Other hikers look cross-eyed at me when I tell them of my love of Waumbek. It's a mountain with only a couple of views and it sits far away, joining Cabot as the only 4,000-footers above Route 2 in Jefferson. It’s a forgotten mountain in a forgotten town.

So why do I go back? Why do I return to that sad place where death is clearly evident? Because life is also evident as well. Not only are there many tall trees standing in that enchanted stretch of forest, but there are countless saplings springing up at the feet of their dead relatives. A tree tumbles to its death and leaves its seeds behind and, more importantly, space where the sun can reach new born trees and gives them a chance to grow. The cycle repeats itself again and again. It will be that way until the end of time.
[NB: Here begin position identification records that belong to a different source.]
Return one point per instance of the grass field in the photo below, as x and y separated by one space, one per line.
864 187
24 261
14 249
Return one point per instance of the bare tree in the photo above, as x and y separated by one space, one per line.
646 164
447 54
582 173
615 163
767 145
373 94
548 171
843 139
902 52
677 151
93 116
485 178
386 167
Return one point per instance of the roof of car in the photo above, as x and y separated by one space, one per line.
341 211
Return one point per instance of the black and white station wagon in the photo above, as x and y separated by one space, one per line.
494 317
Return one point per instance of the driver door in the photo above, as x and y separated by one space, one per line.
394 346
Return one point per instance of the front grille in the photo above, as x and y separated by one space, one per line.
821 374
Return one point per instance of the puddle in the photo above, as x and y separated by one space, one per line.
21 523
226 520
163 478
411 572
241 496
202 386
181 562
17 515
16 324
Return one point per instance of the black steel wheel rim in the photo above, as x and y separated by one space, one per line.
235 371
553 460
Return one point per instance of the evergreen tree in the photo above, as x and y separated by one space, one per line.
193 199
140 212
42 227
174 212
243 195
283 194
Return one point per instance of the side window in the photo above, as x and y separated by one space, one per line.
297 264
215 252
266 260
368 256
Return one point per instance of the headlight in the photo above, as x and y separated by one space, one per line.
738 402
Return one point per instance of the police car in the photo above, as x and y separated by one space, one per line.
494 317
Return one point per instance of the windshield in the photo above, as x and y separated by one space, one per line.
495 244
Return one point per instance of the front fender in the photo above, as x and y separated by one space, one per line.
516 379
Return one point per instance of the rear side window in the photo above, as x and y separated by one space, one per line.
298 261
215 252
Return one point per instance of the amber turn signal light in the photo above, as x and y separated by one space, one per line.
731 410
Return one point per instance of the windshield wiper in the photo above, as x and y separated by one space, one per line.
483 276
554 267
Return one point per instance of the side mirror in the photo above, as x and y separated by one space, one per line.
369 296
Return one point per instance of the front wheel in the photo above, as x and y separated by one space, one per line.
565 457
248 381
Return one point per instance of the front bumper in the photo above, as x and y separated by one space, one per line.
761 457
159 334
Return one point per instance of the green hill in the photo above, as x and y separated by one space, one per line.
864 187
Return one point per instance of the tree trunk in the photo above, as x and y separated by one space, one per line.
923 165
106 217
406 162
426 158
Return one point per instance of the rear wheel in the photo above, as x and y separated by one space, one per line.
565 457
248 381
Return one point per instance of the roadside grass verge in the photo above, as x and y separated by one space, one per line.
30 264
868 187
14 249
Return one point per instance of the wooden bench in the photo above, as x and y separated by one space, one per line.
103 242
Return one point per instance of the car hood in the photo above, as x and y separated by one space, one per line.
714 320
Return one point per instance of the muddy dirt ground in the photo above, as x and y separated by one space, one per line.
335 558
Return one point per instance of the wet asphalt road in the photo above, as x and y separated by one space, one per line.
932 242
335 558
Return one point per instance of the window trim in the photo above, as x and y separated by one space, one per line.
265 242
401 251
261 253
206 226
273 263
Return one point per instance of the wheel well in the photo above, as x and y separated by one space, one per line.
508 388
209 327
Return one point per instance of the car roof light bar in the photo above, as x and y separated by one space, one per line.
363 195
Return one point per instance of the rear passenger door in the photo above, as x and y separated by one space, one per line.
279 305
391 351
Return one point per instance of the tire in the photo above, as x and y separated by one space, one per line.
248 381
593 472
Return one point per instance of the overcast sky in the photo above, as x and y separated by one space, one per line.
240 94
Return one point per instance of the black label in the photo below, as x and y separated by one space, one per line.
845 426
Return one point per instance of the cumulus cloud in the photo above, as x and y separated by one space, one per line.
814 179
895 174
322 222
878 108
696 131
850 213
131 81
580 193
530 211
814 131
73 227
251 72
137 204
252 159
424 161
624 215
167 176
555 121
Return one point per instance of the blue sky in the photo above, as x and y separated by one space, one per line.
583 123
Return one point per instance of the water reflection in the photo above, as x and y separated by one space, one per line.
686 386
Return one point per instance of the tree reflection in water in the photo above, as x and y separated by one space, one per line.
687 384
In the eight dry days leading up to the snowstorm, Atticus and I were there three times because I just couldn't get my fill of that place. Once we were there at dawn, once at midday, and another at dusk. One of the days it was sunny and the enchantment didn't feel quite as strong. To appreciate that forest you need a windy, dark day. So we returned to see it in its various shades of light. It reminds me, as it always will, of the journey of life. From birth to death. Yes, it can be lonely and dismal, but it also reminds me that I'm alive. So when the world gets so crazy I feel numb and need to be reminded to breathe, or something as sinfully senseless as what just happened in Arizona takes place, I need to feel nature all around me. I need to remind myself of the cycle of life and the magic of that journey. So I return, as I imagine I always will.
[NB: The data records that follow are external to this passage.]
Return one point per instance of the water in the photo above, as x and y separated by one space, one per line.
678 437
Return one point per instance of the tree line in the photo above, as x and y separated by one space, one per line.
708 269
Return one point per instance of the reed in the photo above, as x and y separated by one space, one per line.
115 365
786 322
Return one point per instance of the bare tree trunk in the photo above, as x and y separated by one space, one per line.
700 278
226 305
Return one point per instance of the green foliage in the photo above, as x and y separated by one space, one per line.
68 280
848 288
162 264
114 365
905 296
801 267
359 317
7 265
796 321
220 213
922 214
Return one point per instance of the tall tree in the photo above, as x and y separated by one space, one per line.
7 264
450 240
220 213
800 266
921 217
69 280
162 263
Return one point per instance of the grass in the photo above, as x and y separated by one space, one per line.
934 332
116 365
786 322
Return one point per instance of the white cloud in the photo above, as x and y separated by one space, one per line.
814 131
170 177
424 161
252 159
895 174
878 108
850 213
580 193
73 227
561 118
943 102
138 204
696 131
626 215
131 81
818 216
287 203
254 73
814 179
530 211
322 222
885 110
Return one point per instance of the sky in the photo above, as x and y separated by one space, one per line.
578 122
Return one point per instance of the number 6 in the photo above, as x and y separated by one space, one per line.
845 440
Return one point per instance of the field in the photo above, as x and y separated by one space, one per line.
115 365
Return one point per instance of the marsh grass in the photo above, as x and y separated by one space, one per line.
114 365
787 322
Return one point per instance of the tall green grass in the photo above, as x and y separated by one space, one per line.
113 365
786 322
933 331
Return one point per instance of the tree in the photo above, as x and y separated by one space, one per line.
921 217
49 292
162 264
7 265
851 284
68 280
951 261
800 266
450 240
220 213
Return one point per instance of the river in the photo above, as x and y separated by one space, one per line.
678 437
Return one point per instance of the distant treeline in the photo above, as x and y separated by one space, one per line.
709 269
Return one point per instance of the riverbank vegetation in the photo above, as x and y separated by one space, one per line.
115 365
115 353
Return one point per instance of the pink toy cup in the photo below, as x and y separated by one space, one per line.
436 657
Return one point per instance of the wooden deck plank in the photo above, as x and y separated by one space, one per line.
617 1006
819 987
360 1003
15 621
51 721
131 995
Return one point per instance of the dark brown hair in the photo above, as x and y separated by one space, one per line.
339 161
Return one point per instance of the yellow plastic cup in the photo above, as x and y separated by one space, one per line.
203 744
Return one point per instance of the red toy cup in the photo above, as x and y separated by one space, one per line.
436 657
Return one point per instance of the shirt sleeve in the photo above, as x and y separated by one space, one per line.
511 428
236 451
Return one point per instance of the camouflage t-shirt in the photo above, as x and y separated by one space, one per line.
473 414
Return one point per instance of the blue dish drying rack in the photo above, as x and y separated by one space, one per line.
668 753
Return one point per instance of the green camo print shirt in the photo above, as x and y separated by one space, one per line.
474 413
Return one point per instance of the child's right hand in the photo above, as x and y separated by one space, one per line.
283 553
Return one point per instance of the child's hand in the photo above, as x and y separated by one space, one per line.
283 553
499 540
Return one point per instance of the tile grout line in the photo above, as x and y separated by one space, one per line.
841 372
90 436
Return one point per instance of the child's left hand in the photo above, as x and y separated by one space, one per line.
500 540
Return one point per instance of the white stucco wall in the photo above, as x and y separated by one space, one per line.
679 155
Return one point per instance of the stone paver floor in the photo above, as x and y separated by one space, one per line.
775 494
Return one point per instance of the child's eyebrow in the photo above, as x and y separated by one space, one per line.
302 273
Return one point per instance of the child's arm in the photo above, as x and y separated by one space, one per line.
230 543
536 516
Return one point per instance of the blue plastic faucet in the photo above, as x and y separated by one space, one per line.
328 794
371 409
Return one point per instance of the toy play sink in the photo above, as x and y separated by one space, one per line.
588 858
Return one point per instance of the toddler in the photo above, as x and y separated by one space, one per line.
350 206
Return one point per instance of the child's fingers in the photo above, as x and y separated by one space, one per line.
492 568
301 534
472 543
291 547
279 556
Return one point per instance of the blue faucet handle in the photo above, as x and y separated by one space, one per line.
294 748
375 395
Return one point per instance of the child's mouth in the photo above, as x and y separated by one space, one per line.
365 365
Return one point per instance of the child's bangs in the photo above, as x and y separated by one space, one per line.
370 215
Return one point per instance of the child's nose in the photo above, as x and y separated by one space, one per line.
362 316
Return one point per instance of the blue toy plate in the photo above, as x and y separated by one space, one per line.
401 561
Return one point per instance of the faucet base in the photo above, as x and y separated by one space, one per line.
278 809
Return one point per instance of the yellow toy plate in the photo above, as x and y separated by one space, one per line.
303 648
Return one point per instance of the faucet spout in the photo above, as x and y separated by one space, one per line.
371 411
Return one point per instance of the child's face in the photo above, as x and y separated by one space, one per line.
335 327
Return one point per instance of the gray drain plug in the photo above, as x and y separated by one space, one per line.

And please don't tell those chasing the "Grid" this, for they would surely think me appalling - but I've been there far more than twelve times.


Dave Olson said...

Yes! I know exactly what you're talking about. For some reason I'm drawn to the stretches beteen mountains. Two of my other favorite spots are the Lend-a-Hand trail between Hale and the Zealand Hut and the Willey Range Trail between Field and Willey (where I actually stopped to take a nap two years ago).

Thomas F. Ryan said...

I like those spots as well, Dave. They are very special. And wait until you get to the Sleepers. Try to do a traverse over the Tripyramids over to Whiteface and Passaconaway. The Sleepers are amazing. More moose than people. And with a name like "Sleepers" I imagine they would be a fine place for a nap as well!

LM said...

Ah, wow I was quoted, that is a first for me. Thanks Tom.

Thomas F. Ryan said...

This is actually my column for this week's Northcountry News so you are doubly quoted. (BTW, my editor at NCN loved your quote.)